The German packaging machine builder, Remele, is a specialist designer and manufacturer of machines that produce small-portion, form-fill-and-seal packages for the catering trade. For more than forty years, the company has been designing and manufacturing these machines, which are capable of filling pumped viscous products hygienically and efficiently into small, pre-formed portion packs, prior to sealing and separating them for despatch and storage.

The functional sequence of its compact RTZ185L packaging machine, for example, covers all the necessary stages of this process, from the hot deep drawing of the pack shape from a sheet of foil, through precise metering and filling with hot or cold product and subsequent sealing over with a printed foil, to the final punching out of the individual packs.

Marketing drives the shape and style of these portion packs, and there is constant demand from customers for new forms, which Remele is able to satisfy, thanks to the flexibility of its machines. But in order to extend the performance and capacity of its machine and make them more adaptable to market demands, Remele first needed the help of an experienced partner with whom it could jointly develop the necessary electronic and mechanical systems. That partner was Stober, which had a proven record of success in the packaging machine market.

It was clear to Stober from the outset that, due to the extremely dynamic nature of Remele’s machines, drives based on motor/gearbox combinations with conventional coupling adapters were not feasible because of the high inertias presented by the moving parts. And simply specifying a larger motor or higher gear ratio would compromise the performance, and ultimately the output of the machine.

Stober manufactures both the gearbox and motor and incorporates the pinion directly within the latter, thus avoiding the need for an additional coupling adapter – a configuration that meets the desired performance criteria in a much more compact design. Different gearbox features were also required also for individual axes, which presented their own specific demands in terms of performance. However, backlash, reliability and size where common key requirements, so a combination of planetary and helical bevel units was selected.

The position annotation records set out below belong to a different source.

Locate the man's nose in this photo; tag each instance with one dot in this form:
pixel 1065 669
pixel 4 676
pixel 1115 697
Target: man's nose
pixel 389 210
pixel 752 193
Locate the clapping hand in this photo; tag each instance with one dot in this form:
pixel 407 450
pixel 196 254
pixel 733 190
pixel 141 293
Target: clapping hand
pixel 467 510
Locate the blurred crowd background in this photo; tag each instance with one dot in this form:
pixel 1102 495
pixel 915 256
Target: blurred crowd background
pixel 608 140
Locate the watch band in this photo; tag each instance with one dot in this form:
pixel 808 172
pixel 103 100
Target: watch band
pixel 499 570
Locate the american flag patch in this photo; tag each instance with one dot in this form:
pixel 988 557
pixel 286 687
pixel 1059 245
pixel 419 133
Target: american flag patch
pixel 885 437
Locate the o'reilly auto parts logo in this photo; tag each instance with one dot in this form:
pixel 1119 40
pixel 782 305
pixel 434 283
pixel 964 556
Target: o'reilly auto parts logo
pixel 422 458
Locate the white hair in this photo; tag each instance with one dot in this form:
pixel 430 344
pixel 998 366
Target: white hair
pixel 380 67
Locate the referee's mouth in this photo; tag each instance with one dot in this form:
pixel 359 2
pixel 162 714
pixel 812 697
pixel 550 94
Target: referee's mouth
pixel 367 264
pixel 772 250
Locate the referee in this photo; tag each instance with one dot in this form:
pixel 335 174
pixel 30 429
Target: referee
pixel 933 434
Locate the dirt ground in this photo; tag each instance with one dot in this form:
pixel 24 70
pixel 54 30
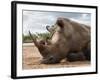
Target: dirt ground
pixel 31 59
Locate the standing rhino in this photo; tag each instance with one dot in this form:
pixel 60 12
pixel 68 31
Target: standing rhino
pixel 68 37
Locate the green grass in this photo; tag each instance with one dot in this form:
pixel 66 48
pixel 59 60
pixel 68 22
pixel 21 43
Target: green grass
pixel 27 38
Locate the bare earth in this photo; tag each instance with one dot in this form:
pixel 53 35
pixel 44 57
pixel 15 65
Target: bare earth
pixel 31 59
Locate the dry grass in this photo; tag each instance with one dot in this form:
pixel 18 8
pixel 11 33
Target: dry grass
pixel 32 57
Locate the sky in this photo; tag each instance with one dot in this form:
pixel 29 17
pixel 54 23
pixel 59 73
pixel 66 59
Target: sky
pixel 36 21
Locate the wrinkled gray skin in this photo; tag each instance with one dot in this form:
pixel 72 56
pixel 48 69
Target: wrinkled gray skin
pixel 69 38
pixel 80 56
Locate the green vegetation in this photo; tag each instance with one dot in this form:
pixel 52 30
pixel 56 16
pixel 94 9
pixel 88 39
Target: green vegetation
pixel 27 38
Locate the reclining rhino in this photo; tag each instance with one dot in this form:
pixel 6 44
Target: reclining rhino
pixel 70 40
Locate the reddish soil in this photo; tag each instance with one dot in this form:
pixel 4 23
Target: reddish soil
pixel 32 57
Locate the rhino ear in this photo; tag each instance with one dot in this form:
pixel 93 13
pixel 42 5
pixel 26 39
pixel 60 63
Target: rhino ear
pixel 60 22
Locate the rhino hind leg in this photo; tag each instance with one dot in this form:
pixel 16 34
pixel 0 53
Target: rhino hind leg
pixel 87 54
pixel 50 60
pixel 71 57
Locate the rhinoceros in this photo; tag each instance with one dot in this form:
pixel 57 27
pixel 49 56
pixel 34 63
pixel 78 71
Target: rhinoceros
pixel 70 40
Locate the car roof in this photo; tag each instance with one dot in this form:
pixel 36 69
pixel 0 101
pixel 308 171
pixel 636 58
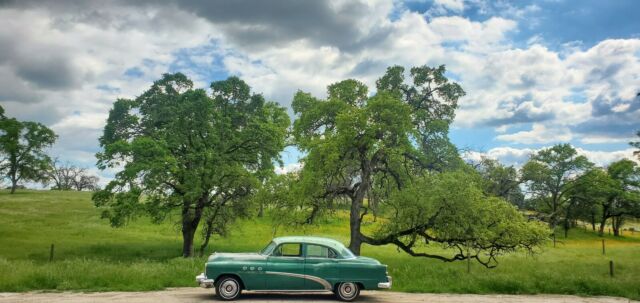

In all this, Remele was determined that one supplier take full ownership of all drive systems, from motor to gearbox output shaft. As a consequence of this decision, the drive system for the moulding station, filler, sealing station and punching unit uses Stober SMS K helical-bevel geared motors in sizes K1 to K5, in low backlash configuration, while a compact SMS P planetary geared motor in size 4 is used to drive the foil feed unit. All the motors are equipped with multi-turn absolute encoders, which contain an electronic form of the motor rating plate to simplify setup procedures.

The machine axes are controlled by pre-programmed Stober PosiDrive MDS 5000 servo inverters, each featuring a removable ‘ParaModule’ memory module that stores all application specific data – again, for ease of setup and replacement. The various machine cam profiles were also pre-programmed into the drives using Stober’s easy-to-use Optimus Motus motion designer software.

Stober provided all installation and commissioning support for the first machine, and provided full training for Remele staff on the functions and potential of its programming and commissioning software. Indeed, such has been the success of the RTZ185L project co-operation that the two companies plan to work together on future machine innovations.